USSEC Remains Optimistic about Impact of Soy Imports to Russia
- General News
USSEC has not seen any signs of impact on U.S. soy imports to Russia due to that country’s economic turmoil. Russia’s financial woes began in December when the country’s currency, the ruble, began to gyrate wildly, raising the possibility of a broader financial crisis. Russia was hit by Western sanctions over the conflict in the Ukraine and a sliding oil price, which sent the Russian ruble down by around 40 percent against the U.S. dollar in December.
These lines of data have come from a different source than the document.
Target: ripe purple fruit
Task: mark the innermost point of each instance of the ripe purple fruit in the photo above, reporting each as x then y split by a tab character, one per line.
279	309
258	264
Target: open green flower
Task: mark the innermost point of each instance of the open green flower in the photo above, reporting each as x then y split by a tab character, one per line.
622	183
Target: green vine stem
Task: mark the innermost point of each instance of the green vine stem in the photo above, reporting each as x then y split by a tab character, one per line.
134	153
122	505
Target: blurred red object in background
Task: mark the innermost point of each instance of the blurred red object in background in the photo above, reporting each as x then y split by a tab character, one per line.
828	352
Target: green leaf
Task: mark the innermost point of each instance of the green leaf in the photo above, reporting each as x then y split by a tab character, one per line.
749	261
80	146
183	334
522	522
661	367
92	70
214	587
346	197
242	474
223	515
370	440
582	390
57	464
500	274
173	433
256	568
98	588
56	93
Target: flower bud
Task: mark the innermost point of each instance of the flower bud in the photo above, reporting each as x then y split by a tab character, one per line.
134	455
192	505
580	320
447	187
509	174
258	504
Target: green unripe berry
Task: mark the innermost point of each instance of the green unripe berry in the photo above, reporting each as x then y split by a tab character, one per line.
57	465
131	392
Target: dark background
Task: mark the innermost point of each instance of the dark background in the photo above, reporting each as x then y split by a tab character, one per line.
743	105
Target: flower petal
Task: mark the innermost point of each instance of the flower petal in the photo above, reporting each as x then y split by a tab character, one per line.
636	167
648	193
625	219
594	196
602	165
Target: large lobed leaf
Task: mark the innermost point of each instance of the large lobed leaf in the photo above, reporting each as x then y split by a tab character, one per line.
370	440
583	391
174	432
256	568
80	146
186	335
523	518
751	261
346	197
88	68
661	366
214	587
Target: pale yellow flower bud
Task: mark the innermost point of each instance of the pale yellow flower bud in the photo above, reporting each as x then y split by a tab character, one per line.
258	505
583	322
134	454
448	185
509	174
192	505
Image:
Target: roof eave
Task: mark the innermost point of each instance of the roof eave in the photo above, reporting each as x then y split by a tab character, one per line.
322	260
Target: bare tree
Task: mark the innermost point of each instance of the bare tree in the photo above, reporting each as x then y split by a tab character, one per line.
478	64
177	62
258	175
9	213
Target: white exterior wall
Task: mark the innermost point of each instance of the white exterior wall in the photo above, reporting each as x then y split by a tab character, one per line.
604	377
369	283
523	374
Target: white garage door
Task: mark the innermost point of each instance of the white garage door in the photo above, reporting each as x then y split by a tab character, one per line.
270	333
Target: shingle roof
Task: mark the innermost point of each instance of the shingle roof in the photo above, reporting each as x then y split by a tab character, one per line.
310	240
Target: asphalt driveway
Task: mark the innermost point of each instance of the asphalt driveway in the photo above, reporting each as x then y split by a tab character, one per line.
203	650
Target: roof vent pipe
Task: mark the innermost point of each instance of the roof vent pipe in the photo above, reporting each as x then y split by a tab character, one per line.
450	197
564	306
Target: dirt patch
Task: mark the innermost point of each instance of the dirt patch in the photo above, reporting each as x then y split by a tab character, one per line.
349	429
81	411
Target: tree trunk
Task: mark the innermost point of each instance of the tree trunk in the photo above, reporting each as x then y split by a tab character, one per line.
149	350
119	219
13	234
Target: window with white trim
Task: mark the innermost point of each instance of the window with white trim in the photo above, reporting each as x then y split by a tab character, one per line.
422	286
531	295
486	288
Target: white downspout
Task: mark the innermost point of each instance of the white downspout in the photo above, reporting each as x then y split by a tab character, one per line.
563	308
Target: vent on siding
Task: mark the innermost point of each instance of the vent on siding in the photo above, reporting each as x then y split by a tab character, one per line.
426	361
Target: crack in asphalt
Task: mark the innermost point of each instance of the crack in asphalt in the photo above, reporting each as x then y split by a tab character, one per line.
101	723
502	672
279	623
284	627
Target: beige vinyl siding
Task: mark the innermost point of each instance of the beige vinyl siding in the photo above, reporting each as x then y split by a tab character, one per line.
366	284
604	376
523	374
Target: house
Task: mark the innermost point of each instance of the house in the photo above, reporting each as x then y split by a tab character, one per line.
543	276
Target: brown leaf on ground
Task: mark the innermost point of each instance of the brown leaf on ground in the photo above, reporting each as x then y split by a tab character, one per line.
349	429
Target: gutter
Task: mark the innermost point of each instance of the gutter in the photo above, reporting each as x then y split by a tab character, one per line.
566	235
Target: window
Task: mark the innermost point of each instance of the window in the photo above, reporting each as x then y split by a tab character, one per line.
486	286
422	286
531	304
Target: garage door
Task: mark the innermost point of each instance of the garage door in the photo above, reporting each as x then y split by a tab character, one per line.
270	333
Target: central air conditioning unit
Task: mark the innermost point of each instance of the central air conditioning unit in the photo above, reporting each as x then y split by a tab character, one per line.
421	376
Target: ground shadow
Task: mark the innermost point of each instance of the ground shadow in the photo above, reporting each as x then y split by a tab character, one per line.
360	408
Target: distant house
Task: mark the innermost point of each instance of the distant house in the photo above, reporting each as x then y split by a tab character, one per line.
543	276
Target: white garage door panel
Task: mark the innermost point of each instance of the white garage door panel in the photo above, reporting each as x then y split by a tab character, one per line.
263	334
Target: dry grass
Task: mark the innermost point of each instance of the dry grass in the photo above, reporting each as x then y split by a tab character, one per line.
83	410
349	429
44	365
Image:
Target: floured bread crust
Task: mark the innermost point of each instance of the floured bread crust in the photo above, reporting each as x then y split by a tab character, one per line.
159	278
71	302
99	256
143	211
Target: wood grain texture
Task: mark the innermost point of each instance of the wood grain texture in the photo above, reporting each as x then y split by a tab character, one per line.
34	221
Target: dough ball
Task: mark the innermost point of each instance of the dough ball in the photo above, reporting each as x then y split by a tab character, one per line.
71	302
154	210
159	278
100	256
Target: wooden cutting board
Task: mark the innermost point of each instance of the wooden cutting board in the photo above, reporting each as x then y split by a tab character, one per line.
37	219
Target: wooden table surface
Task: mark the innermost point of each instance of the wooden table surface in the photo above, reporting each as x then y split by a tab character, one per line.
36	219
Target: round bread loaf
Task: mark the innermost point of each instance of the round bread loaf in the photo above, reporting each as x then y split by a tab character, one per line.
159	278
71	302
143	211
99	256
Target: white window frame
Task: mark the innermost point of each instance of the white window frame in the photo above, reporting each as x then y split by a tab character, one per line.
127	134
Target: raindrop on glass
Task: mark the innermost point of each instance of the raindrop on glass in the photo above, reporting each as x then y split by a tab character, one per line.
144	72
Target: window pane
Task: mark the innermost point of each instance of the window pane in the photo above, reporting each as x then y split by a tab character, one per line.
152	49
According to USSEC Regional Director - Europe & Middle East/North Africa Brent Babb, Russia has been expanding its poultry and livestock industry for several years. He says, “Of course, recent financial events will impact current feed industry growth and domestic meat consumption. However, longer term, we still see opportunities for continued growth in soy utilization within the Russian feed industry.”
Russia has imported 93,000 metric tons of U.S. soybeans valued at approximately $35 million this marketing year, which began in September.
Last year, Russian imports on U.S. soy totaled 500,000 metric tons or around 1 percent of U.S. soybean exports.
Mr. Babb states, “We have not heard of any cancellations or renegotiations of contracts at this point but that would be private discussion with the exporter.”